Animal studies are generally accepted as being predictive of responses in humans although there is some disagreement about the relevance of high-dose studies for people exposed at lower levels. In 2007 scientists from Silent Spring Institute, a research organization studying the environment and breast cancer, published in the journal Cancer the results of a literature search identifying 216 chemicals associated with increases in mammary gland tumors in at least one well-conducted animal study. Of these, 73 have been present in consumer products or as contaminants of food, 35 are air pollutants, 29 are produced at more than 1 million pounds per year in the United States, and 25 have involved occupational exposures to more than 5,000 women. Yet, despite the near certainty of widespread exposures to many of these chemicals, the findings have triggered virtually no regulatory or other policy response. Chemical or product manufacturers have not been required to examine the safety of their chemicals more closely, none of these chemicals has been removed from the marketplace because of breast cancer risk, and the overwhelming majority of chemicals identified as animal mammary carcinogens have never been included in an epidemiologic study of breast cancer. This urgently needs to change.

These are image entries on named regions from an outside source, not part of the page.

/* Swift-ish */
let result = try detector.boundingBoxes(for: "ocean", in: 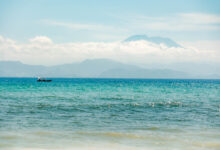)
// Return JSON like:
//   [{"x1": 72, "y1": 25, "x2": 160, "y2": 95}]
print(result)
[{"x1": 0, "y1": 78, "x2": 220, "y2": 150}]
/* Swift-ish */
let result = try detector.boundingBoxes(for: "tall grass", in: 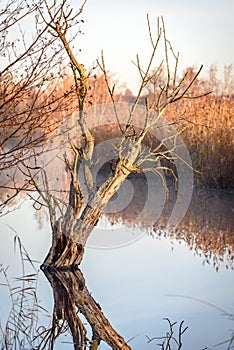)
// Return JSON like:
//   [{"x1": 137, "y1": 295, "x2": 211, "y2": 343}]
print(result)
[
  {"x1": 163, "y1": 66, "x2": 234, "y2": 189},
  {"x1": 0, "y1": 236, "x2": 53, "y2": 350}
]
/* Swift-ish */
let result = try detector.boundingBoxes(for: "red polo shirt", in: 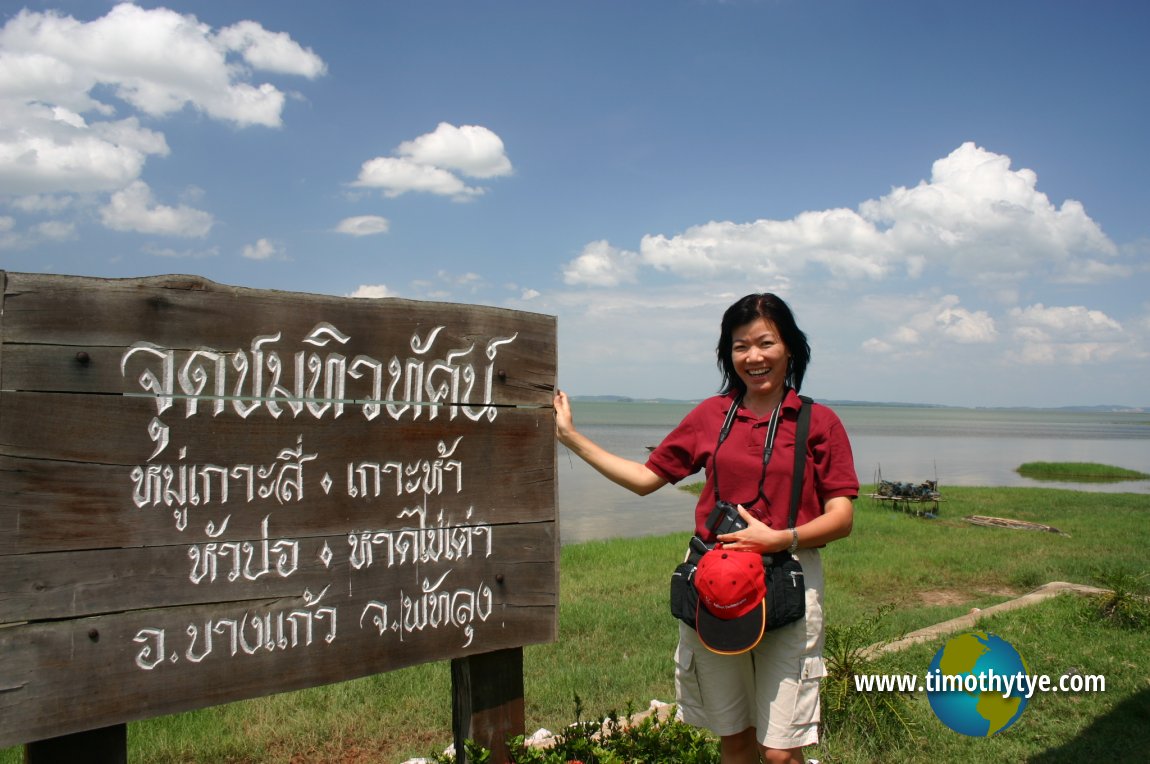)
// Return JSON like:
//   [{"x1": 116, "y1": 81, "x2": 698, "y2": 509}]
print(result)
[{"x1": 646, "y1": 390, "x2": 859, "y2": 542}]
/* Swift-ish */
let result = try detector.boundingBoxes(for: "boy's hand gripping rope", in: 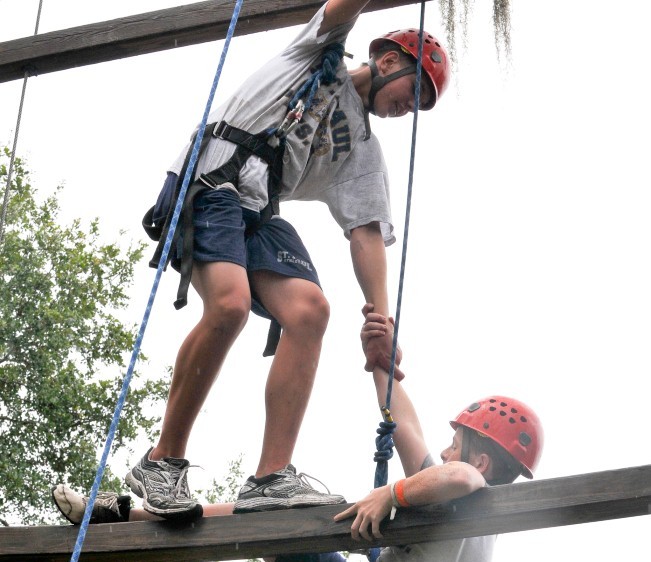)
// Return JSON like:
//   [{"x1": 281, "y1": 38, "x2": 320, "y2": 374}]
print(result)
[{"x1": 367, "y1": 1, "x2": 425, "y2": 562}]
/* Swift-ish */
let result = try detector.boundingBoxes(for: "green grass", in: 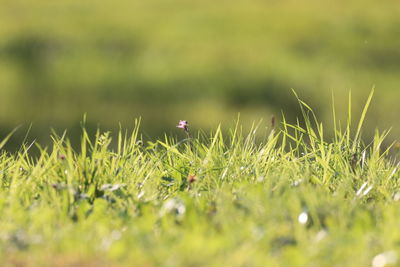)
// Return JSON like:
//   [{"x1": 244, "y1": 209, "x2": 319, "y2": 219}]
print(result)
[
  {"x1": 0, "y1": 0, "x2": 400, "y2": 146},
  {"x1": 0, "y1": 94, "x2": 400, "y2": 266}
]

Laboratory and epidemiologic research, of course, must continue. Additional chemicals should be screened. Basic safety data are lacking for thousands of chemicals in commerce. Cancer assays should be modified to incorporate developmental exposures. The mammary gland should routinely be examined for structural alterations after developmental exposures. Epidemiologic studies need to be designed to account for early life exposures, although assessing past environmental exposures poses serious challenges.
But, this is not enough. Steps to reduce exposures to chemicals for which there is evidence of a link to breast cancer are urgently needed. Plausible evidence from animal or human studies should be sufficient to shift the burden of proof onto chemical or product manufacturers to demonstrate convincingly lack of harm from exposure. And if plausible evidence cannot be refuted in a reasonable period of time, suspect chemicals should be removed from commerce and replaced with safer alternatives. It is important to remember that even if the increased risk associated with a chemical exposure is relatively modest, the public health impact of reducing exposures would be profound when the exposed population is large.
For too long the complexity of breast cancer has kept us from taking steps to reduce or eliminate exposures to environmental chemicals plausibly woven into the causal web of this disease. Scientific uncertainty will always accompany our understanding of the origins of breast cancer and other complex diseases. This should not be an excuse to fail to act on the basis of what we know.